NARCAN
Clinical safety rating: caution
Comprehensive clinical and safety monograph for NARCAN (NARCAN).
Opioid receptor antagonist; binds competitively to mu, kappa, and delta opioid receptors, reversing opioid effects.
| Metabolism | Primarily hepatic glucuronidation via UGT1A8 and UGT2B7 to naloxone-3-glucuronide; minimal CYP450 involvement. |
| Excretion | Primarily hepatic metabolism (glucuronidation) followed by renal excretion of metabolites; <5% excreted unchanged in urine. |
| Half-life | Approximately 1 hour in adults; context: shorter than most opioids (e.g., morphine 2-4 h), necessitating repeated doses for prolonged opioid effects. |
| Protein binding | Approximately 45-55% bound to serum proteins, primarily albumin. |
| Volume of Distribution | Approximately 1.0-1.5 L/kg; clinical meaning: extensive distribution outside plasma, indicating rapid tissue uptake. |
| Bioavailability | Intranasal: approximately 50% relative to intravenous; intramuscular/subcutaneous: approximately 50-100% due to first-pass metabolism. |
| Onset of Action | Intravenous: 1-2 minutes; intramuscular/subcutaneous: 2-5 minutes; intranasal: approximately 2-3 minutes. |
| Duration of Action | Approximately 30-90 minutes; clinical note: duration may be shorter than that of many opioids, requiring repeat dosing or continuous infusion. |
Initial dose: 0.4 mg to 2 mg IV, IM, or SC, repeated every 2 to 3 minutes as needed.
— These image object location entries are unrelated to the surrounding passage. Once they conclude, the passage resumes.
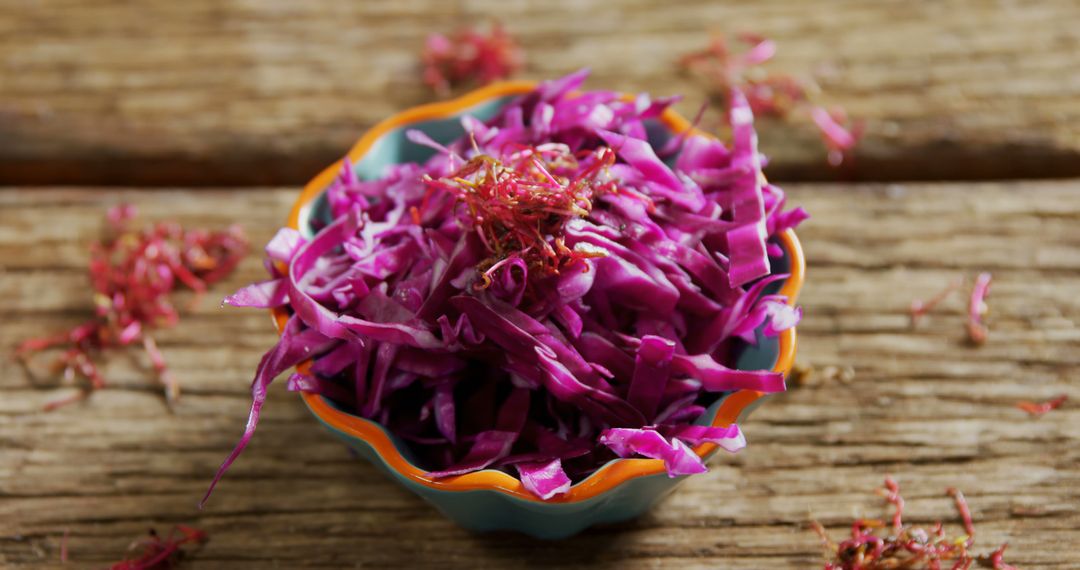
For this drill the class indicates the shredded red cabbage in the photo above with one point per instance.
(543, 295)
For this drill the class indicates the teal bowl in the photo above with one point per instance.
(490, 500)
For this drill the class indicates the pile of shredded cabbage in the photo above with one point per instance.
(541, 296)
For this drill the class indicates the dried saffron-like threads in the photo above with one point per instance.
(133, 273)
(1038, 408)
(977, 308)
(920, 308)
(518, 204)
(469, 57)
(778, 95)
(906, 546)
(162, 554)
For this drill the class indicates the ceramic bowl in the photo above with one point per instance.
(490, 500)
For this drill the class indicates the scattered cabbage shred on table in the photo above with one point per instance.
(541, 296)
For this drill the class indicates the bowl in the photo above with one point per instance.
(490, 500)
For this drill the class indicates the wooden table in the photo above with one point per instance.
(176, 95)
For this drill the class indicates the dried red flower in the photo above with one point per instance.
(133, 274)
(469, 57)
(778, 95)
(920, 308)
(1036, 408)
(160, 554)
(906, 546)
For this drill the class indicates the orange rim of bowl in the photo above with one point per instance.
(609, 475)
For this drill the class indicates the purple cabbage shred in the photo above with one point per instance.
(543, 295)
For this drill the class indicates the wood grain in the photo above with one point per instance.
(208, 92)
(923, 406)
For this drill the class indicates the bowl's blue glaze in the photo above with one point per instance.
(488, 510)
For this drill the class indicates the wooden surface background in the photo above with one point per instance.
(181, 94)
(212, 92)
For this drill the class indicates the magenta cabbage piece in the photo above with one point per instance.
(545, 376)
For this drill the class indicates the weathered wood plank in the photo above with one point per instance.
(923, 406)
(218, 93)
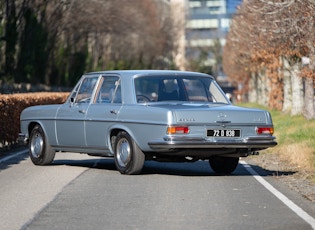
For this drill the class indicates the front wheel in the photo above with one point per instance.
(223, 165)
(129, 159)
(39, 149)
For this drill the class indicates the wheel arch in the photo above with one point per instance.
(114, 132)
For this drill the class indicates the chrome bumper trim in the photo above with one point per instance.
(248, 143)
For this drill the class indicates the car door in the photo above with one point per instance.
(70, 120)
(103, 112)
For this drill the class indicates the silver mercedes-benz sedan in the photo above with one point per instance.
(140, 115)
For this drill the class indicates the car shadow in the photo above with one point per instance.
(198, 168)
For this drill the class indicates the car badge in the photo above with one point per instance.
(222, 116)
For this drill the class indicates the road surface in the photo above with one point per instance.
(82, 192)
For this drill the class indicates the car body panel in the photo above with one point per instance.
(104, 103)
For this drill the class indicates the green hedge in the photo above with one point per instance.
(11, 106)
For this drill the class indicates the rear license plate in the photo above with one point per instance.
(223, 133)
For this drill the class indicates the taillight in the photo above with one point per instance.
(264, 130)
(177, 130)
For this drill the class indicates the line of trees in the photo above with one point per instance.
(270, 50)
(54, 41)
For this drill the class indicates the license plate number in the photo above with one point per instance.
(223, 133)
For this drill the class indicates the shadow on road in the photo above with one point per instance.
(199, 168)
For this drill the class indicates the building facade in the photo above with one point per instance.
(207, 24)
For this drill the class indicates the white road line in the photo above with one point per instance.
(299, 211)
(12, 156)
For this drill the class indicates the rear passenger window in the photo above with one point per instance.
(110, 90)
(86, 89)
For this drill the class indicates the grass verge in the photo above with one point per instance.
(296, 140)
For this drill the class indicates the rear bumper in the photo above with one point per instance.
(250, 143)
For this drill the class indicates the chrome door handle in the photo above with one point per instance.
(113, 111)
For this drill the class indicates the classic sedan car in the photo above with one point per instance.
(135, 116)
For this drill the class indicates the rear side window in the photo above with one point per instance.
(86, 89)
(110, 90)
(178, 88)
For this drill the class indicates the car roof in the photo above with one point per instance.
(147, 72)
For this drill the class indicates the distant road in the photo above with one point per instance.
(82, 192)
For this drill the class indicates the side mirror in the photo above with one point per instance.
(72, 100)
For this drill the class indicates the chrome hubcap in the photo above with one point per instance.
(37, 145)
(123, 153)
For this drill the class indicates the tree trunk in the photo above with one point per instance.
(309, 111)
(297, 91)
(287, 88)
(262, 89)
(252, 93)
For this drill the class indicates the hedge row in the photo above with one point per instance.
(11, 107)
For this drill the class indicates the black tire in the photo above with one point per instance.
(40, 151)
(129, 159)
(223, 165)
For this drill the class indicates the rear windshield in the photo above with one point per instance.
(176, 88)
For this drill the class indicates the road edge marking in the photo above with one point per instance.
(295, 208)
(4, 159)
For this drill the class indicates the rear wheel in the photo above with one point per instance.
(39, 149)
(129, 159)
(223, 165)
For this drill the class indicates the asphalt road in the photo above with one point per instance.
(82, 192)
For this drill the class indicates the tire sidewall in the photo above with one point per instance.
(47, 154)
(134, 166)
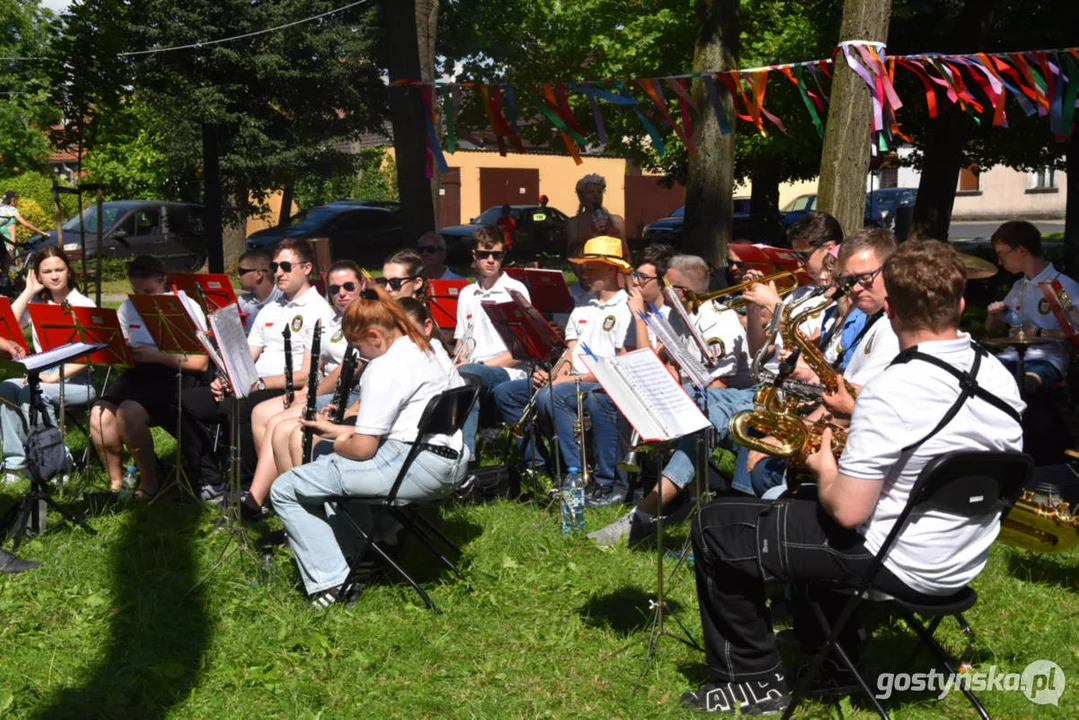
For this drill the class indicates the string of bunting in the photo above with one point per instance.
(1043, 82)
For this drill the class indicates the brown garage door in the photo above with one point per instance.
(505, 186)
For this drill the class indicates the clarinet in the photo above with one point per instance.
(289, 393)
(349, 365)
(309, 410)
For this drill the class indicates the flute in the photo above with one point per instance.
(309, 410)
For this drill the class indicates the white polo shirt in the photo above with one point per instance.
(134, 328)
(877, 349)
(300, 315)
(470, 314)
(716, 322)
(937, 553)
(1029, 301)
(395, 390)
(601, 325)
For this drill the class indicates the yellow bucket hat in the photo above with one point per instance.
(606, 249)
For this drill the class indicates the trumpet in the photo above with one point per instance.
(786, 282)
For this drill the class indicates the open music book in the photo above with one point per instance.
(652, 401)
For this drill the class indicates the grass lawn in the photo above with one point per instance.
(111, 626)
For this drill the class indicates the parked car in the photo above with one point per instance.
(174, 232)
(538, 229)
(669, 229)
(355, 229)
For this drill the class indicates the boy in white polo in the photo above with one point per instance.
(483, 358)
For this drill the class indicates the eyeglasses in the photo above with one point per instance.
(395, 283)
(347, 287)
(864, 279)
(285, 265)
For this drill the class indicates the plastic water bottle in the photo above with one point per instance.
(573, 503)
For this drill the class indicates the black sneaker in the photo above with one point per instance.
(752, 697)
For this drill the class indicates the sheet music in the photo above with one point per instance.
(235, 354)
(652, 401)
(694, 369)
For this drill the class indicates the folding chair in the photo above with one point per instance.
(970, 485)
(445, 415)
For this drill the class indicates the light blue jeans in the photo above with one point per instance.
(322, 540)
(15, 410)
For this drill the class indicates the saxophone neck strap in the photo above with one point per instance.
(968, 386)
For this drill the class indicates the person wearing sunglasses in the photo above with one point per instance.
(253, 270)
(271, 425)
(483, 358)
(432, 248)
(298, 309)
(403, 375)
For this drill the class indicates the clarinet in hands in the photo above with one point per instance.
(289, 393)
(309, 410)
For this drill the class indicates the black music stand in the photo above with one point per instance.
(27, 517)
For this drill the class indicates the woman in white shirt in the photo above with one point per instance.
(401, 377)
(51, 281)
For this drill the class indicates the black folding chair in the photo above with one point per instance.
(967, 484)
(445, 415)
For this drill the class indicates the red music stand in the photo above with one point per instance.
(10, 328)
(444, 298)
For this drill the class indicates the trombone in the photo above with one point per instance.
(786, 281)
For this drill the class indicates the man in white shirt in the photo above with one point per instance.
(482, 356)
(741, 543)
(298, 308)
(432, 248)
(253, 271)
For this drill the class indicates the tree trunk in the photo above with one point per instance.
(710, 180)
(845, 159)
(947, 134)
(401, 56)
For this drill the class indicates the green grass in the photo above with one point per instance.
(556, 627)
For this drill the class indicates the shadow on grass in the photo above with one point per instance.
(156, 637)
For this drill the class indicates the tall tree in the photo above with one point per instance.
(845, 160)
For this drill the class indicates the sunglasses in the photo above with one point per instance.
(395, 283)
(285, 265)
(347, 287)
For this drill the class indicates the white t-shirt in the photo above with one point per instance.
(300, 315)
(470, 314)
(395, 390)
(249, 304)
(601, 325)
(134, 328)
(937, 553)
(1029, 301)
(873, 354)
(74, 298)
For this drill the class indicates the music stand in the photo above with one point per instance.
(27, 516)
(174, 331)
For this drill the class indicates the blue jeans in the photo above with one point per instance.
(490, 378)
(321, 539)
(15, 410)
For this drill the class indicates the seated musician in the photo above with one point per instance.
(146, 394)
(729, 377)
(740, 543)
(51, 281)
(1018, 245)
(344, 281)
(401, 377)
(481, 355)
(298, 308)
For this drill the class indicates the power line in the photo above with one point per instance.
(241, 37)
For opioid-induced respiratory depression, may use 0.1 to 0.2 mg IV increments in patients with opioid dependence to avoid withdrawal.
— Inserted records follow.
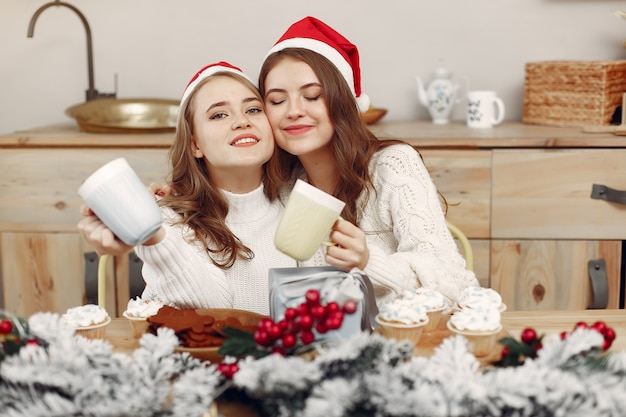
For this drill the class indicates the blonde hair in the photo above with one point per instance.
(196, 199)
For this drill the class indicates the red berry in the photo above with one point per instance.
(284, 325)
(6, 327)
(289, 341)
(232, 369)
(332, 306)
(291, 313)
(321, 327)
(279, 350)
(274, 332)
(261, 338)
(228, 369)
(580, 325)
(529, 335)
(599, 326)
(307, 337)
(609, 334)
(349, 307)
(505, 352)
(265, 323)
(318, 311)
(312, 297)
(305, 322)
(332, 323)
(303, 309)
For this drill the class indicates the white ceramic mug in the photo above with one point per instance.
(308, 218)
(117, 196)
(484, 109)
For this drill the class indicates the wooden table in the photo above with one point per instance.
(513, 322)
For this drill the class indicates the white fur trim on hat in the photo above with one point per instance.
(330, 53)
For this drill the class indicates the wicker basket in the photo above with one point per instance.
(573, 93)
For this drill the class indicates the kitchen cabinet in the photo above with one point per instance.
(43, 259)
(521, 193)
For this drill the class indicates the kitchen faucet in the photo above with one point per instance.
(91, 93)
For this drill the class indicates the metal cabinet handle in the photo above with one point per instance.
(599, 283)
(602, 192)
(91, 277)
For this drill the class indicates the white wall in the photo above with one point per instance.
(155, 46)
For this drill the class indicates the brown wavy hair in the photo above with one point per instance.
(353, 144)
(195, 198)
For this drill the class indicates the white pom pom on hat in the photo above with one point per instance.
(315, 35)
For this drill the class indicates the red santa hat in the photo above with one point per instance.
(206, 72)
(315, 35)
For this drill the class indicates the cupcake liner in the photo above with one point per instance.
(138, 325)
(398, 331)
(95, 331)
(434, 318)
(481, 343)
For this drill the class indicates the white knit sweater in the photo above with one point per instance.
(184, 277)
(407, 235)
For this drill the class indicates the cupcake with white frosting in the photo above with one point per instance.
(480, 326)
(402, 319)
(479, 297)
(89, 320)
(434, 302)
(138, 310)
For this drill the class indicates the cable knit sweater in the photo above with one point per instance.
(407, 235)
(183, 275)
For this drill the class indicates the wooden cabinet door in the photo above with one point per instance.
(546, 194)
(552, 274)
(45, 272)
(463, 177)
(40, 186)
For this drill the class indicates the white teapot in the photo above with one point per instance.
(442, 94)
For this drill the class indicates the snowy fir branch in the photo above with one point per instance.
(67, 375)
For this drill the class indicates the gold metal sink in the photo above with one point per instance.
(131, 115)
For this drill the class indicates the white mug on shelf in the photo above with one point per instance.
(484, 109)
(123, 203)
(308, 218)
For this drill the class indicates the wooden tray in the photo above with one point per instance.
(431, 340)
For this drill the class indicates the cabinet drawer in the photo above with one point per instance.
(464, 179)
(552, 274)
(40, 186)
(545, 194)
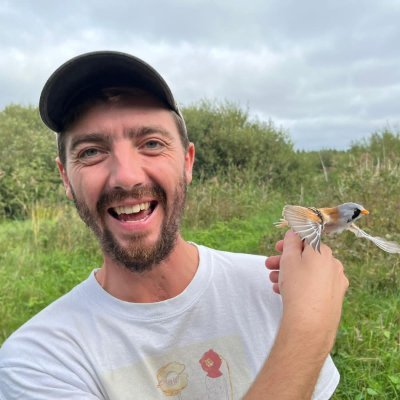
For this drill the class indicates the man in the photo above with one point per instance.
(163, 317)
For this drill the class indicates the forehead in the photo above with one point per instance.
(123, 113)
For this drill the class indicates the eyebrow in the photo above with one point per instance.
(107, 138)
(93, 137)
(145, 131)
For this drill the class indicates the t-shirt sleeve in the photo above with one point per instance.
(18, 382)
(327, 382)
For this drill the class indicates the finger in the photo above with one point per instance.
(274, 276)
(275, 288)
(292, 244)
(272, 262)
(279, 246)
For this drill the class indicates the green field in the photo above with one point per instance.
(244, 177)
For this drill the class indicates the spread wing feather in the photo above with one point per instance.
(390, 247)
(306, 223)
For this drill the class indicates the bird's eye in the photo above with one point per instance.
(357, 212)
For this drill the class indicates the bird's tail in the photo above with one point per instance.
(282, 223)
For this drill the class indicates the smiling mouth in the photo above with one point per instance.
(136, 212)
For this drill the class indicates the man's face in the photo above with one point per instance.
(127, 173)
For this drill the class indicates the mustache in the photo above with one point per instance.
(119, 194)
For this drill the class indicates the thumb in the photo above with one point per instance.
(292, 244)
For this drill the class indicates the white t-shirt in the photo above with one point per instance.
(209, 342)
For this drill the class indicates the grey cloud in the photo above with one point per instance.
(322, 70)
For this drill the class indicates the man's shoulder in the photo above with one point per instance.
(234, 259)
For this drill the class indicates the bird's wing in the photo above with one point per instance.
(306, 222)
(390, 247)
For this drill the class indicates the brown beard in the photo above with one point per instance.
(136, 256)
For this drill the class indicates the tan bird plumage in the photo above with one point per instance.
(310, 222)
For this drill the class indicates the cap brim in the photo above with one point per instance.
(94, 71)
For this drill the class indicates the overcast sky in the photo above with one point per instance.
(327, 72)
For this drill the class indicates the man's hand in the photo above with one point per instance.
(312, 286)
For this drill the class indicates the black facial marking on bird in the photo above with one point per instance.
(310, 222)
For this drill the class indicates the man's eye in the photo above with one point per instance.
(89, 153)
(153, 144)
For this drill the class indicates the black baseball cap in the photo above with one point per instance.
(77, 78)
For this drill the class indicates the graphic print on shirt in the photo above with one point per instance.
(218, 385)
(208, 370)
(172, 379)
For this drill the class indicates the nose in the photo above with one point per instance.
(126, 170)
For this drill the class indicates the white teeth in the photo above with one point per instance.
(132, 209)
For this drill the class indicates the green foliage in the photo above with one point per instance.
(27, 168)
(226, 138)
(246, 172)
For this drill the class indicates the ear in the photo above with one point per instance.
(189, 161)
(64, 177)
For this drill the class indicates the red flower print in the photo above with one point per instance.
(211, 363)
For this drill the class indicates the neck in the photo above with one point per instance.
(162, 282)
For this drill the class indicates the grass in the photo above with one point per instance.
(44, 256)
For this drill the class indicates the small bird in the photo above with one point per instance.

| Dosage form | INJECTABLE |
| Renal impairment | No dose adjustment required; naloxone is primarily metabolized by the liver and not significantly renally excreted. |
| Liver impairment | No specific dose adjustment; use with caution in severe hepatic impairment due to potential altered metabolism. |
| Pediatric use | 0.01-0.1 mg/kg IV, IM, or SC every 2-3 minutes as needed; maximum single dose 2 mg. For neonates: 0.01-0.1 mg/kg IV or IM, repeat every 2-3 minutes if needed. |
| Geriatric use | No specific dose adjustment; initiate at lower end of dosing range (0.1-0.2 mg) and titrate due to potential increased sensitivity and risk of withdrawal. |
| 1st trimester | Consult provider |
| 2nd trimester | Consult provider |
| 3rd trimester | Consult provider |
Clinical note
Comprehensive clinical and safety monograph for NARCAN (NARCAN).
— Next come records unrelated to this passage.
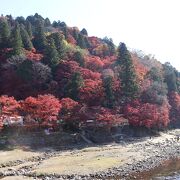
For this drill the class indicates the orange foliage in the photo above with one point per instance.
(44, 108)
(140, 69)
(92, 93)
(33, 55)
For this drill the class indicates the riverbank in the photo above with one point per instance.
(123, 160)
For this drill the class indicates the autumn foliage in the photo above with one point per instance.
(147, 115)
(44, 109)
(61, 75)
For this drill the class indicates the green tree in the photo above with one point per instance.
(47, 22)
(127, 73)
(29, 29)
(51, 57)
(81, 41)
(84, 32)
(110, 44)
(16, 40)
(4, 33)
(79, 58)
(72, 88)
(39, 41)
(59, 43)
(25, 38)
(108, 86)
(171, 77)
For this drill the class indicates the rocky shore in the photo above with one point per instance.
(130, 156)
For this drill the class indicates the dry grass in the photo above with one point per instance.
(89, 160)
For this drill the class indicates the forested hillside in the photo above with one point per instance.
(53, 74)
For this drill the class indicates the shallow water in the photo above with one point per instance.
(169, 170)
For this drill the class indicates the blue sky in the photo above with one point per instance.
(148, 25)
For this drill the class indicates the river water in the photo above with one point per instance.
(169, 170)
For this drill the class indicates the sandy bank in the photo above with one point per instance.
(112, 160)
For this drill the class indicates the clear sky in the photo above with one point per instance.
(149, 25)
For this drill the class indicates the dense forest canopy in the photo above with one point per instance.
(52, 73)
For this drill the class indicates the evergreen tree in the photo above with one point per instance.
(81, 41)
(72, 89)
(25, 38)
(21, 20)
(39, 36)
(75, 34)
(29, 29)
(84, 32)
(59, 43)
(65, 31)
(16, 40)
(127, 74)
(171, 77)
(109, 99)
(111, 46)
(47, 22)
(51, 57)
(79, 58)
(4, 33)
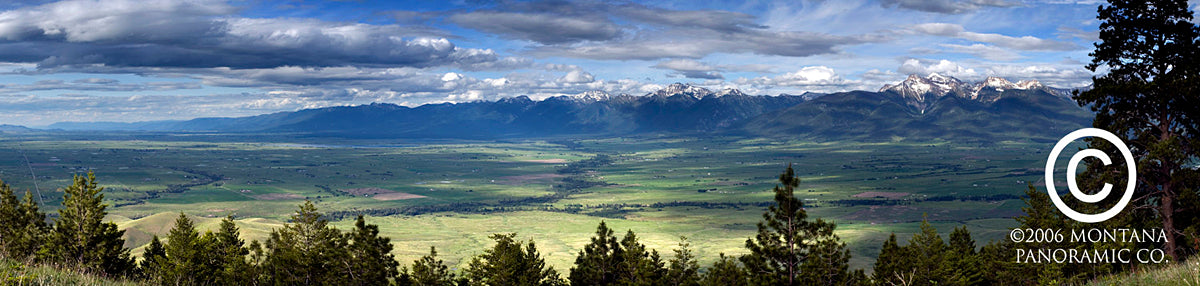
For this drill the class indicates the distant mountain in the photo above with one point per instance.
(675, 108)
(921, 91)
(15, 129)
(931, 107)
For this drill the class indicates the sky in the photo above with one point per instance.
(137, 60)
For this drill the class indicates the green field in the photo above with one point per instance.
(453, 195)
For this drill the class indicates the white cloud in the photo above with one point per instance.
(577, 77)
(915, 66)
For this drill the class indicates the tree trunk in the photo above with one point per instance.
(1168, 212)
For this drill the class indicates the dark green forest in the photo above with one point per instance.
(1150, 51)
(789, 249)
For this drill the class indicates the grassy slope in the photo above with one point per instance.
(647, 171)
(1187, 273)
(17, 273)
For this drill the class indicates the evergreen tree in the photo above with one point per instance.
(639, 266)
(929, 256)
(429, 270)
(1147, 97)
(154, 260)
(683, 269)
(186, 252)
(828, 263)
(725, 272)
(893, 266)
(961, 258)
(508, 263)
(306, 251)
(372, 262)
(22, 225)
(599, 262)
(785, 239)
(82, 238)
(228, 255)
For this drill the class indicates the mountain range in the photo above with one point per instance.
(934, 106)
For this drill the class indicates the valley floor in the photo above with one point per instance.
(453, 195)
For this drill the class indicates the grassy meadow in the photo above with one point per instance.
(454, 194)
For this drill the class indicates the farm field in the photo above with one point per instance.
(454, 195)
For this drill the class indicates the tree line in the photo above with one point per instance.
(787, 249)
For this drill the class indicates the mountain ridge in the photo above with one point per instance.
(919, 106)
| Breastfeeding | Naloxone is excreted into breast milk in very low amounts. The M/P ratio is not established. The half-life in breast milk is short, and the risk to the nursing infant is negligible. Use in breastfeeding mothers is considered acceptable when clinically indicated. |
| Teratogenic Risk | Naloxone (NARCAN) is not teratogenic in animal studies. Human data are limited, but no increased risk of major malformations has been reported. First trimester: No known teratogenic risk. Second/third trimester: No known fetal risks; naloxone crosses the placenta but has minimal fetal effects due to short half-life and lack of opioid agonist activity. |
■ FDA Black Box Warning
Risk of precipitating acute opioid withdrawal; monitor for recurrence of respiratory depression due to short duration of action.
| Serious Effects |
Hypersensitivity to naloxone or any component.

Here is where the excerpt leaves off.